Responding to Mr Dogar’s speech, federal Minister for Housing and PML-Q MNA Tariq Bashir Cheema declared that the people of Bahawalpur did not want to live with the people of the proposed South Punjab province.
“When we do not want to live with you, why do you want to forcibly keep us with you?” wondered Mr Cheema, who had been elected MNA from Bahawalpur.
“We don’t want to go under Takht-i-Multan (the throne of Multan) after coming out of Takht-i-Lahore,” the minister remarked.
He said the people of Bahwalpur had rendered great sacrifices and, therefore, their province should be restored.
Mr Cheema said two members of the National Assembly from Bahawalpur had not signed the Constitution of 1973 in protest when they found no mention of Bahawalpur province in it.
Opposing his party’s parliamentary leader, PTI MNA Farooq Azam Malik also spoke in support of Bahawalpur province. He recalled how the Nawab of Bahawalpur had announced joining Pakistan in 1947 when the Raja of Kashmir had announced succession with India at the same time. He said because of just one wrong action of an individual, they had been still fighting for Kashmir.
Mr Malik said he would continue to demand Bahawalpur province till the time he was alive. He finished his speech with the slogan Bahawalpur Sooba Zindabad (Long Live Bahawalpur Province).

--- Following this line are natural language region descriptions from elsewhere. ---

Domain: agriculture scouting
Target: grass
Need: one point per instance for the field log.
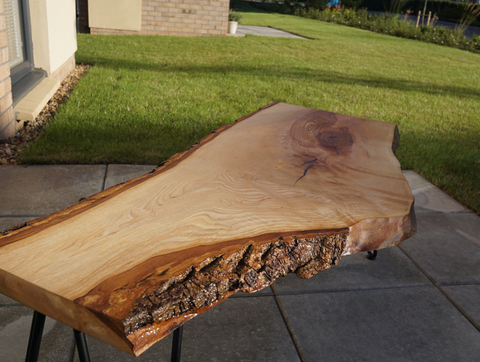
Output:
(148, 97)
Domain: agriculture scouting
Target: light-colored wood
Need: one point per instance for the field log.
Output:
(286, 188)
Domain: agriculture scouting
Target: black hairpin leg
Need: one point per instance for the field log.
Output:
(82, 349)
(177, 344)
(372, 255)
(35, 338)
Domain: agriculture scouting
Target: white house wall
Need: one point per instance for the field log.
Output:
(53, 26)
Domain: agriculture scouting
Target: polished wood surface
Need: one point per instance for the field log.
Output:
(285, 189)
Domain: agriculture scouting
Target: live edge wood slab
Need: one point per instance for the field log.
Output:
(284, 189)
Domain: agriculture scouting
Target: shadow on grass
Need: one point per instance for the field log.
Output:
(84, 141)
(294, 74)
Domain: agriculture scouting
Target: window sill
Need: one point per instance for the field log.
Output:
(28, 108)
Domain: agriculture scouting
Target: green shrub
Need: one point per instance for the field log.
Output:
(393, 25)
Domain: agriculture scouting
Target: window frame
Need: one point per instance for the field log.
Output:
(23, 69)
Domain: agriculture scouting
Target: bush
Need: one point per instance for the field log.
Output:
(445, 10)
(391, 25)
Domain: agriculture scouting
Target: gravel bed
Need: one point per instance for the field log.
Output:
(11, 149)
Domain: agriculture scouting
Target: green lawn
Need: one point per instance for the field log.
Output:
(148, 97)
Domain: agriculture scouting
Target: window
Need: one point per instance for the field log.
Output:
(18, 36)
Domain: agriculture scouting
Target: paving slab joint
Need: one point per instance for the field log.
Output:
(289, 326)
(434, 282)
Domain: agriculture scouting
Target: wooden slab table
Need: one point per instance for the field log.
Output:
(284, 189)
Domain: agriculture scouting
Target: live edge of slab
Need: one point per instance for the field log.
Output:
(284, 189)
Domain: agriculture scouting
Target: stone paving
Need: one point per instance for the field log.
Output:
(418, 301)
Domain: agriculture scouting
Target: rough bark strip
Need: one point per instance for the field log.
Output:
(248, 270)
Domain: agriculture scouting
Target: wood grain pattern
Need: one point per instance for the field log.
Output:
(285, 189)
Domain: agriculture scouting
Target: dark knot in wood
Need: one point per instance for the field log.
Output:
(336, 139)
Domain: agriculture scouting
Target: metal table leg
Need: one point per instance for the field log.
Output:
(177, 344)
(82, 349)
(36, 332)
(35, 338)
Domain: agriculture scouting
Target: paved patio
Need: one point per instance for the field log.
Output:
(417, 302)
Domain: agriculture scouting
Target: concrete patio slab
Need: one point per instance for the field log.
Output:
(239, 329)
(360, 310)
(468, 297)
(445, 247)
(117, 174)
(8, 222)
(429, 198)
(242, 30)
(402, 324)
(42, 190)
(391, 269)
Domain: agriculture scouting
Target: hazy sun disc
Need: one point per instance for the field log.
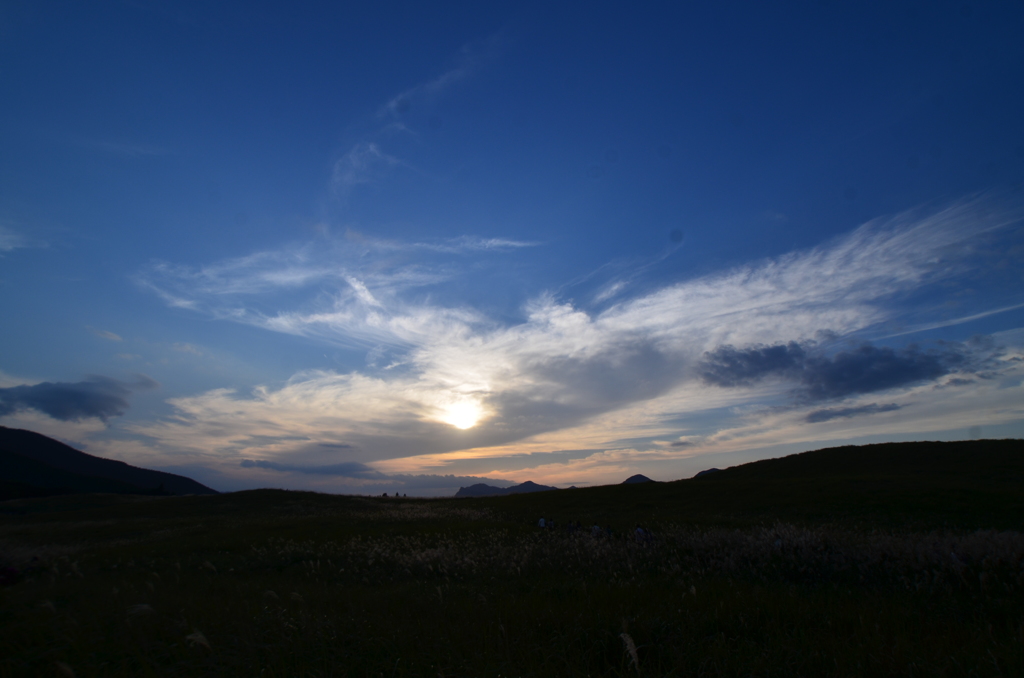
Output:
(465, 414)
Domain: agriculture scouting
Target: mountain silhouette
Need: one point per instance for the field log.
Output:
(481, 490)
(34, 465)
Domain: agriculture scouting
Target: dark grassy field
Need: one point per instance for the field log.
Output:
(879, 560)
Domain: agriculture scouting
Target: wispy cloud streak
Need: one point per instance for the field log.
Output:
(777, 328)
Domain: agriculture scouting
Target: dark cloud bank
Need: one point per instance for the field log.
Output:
(820, 377)
(98, 397)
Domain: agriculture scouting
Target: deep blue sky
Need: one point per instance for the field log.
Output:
(268, 245)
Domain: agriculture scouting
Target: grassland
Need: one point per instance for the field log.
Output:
(815, 569)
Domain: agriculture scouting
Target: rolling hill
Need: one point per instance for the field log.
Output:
(34, 465)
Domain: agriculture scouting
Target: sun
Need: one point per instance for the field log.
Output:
(464, 414)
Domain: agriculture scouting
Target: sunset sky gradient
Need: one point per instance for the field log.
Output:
(408, 249)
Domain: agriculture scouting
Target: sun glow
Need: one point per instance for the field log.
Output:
(464, 414)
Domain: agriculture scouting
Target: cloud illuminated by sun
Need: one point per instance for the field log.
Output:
(462, 414)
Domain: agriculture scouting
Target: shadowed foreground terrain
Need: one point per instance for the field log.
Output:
(902, 559)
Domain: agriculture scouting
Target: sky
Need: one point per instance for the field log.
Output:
(386, 247)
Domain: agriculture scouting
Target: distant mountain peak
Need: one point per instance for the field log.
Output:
(482, 490)
(34, 465)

The bill, which was moved by Mr Sanaullah, had been submitted by him and other PML-N leaders in January. At the time of submitting the bill, the PML-N leaders stated that they were moving the bill in line with their party’s manifesto and in the light of the already passed resolution by the Punjab Assembly in May 2012.
According to the bill, the new Bahawalpur province will comprise the current administrative Bahawalpur division whereas the south Punjab province will comprise current divisions of Dera Ghazi Khan and Multan.
The bill seeks amendment to Article 1 of the Constitution, suggesting to add the names of “Janubi (south) Punjab” and “Bahawalpur” provinces to the existing Balochistan, Punjab, Khyber Pakhtunkhwa (KP) and Sindh.
The bill also seeks amendment to Article 51 of the Constitution proposing that after the creation of both these provinces, Bahawalpur province would have 15 general and three reserved seats for women in the National Assembly. The provincial assembly of Bahawalpur province will have a total of 39 seats. Of them, 31 would be general seats, seven reserved for women and one for religious minorities, according to the draft of the bill.
Similarly, the bill proposes that south Punjab will be represented in the National Assembly by 38 members whereas the provincial assembly of this province will comprise 80 members with 64 general seats, 14 seats reserved for women and two seats reserved for religious minorities.
The bill says that members elected from the province of Punjab prior to the creation of the two new provinces shall complete their respective terms of office. It proposes that the members of the National Assembly from the erstwhile Federally Administered Tribal Areas, elected in the general elections in 2018, and women elected on reserved seats from Punjab to the National Assembly shall continue till dissolution of the present National Assembly.
The bill also seeks amendment to Article 154 of the Constitution so that a fresh National Commission for Provinces be established to decide the boundaries and other important matters related to the provinces.
The bill has proposed an amendment to Article 175A of the Constitution to provide for principal seats for the Supreme Court and high courts for these provinces. The high court of Bahawalpur shall have its principal seat at Bahawalpur, and the high court of South Punjab shall have its principal seat at Multan, says the draft of the bill.
The National Assembly also witnessed introduction of eight other private members’ bills.
The House, however, rejected a bill seeking right of appeal in suo motu cases before the apex court through 80-71 vote when it was opposed by the government.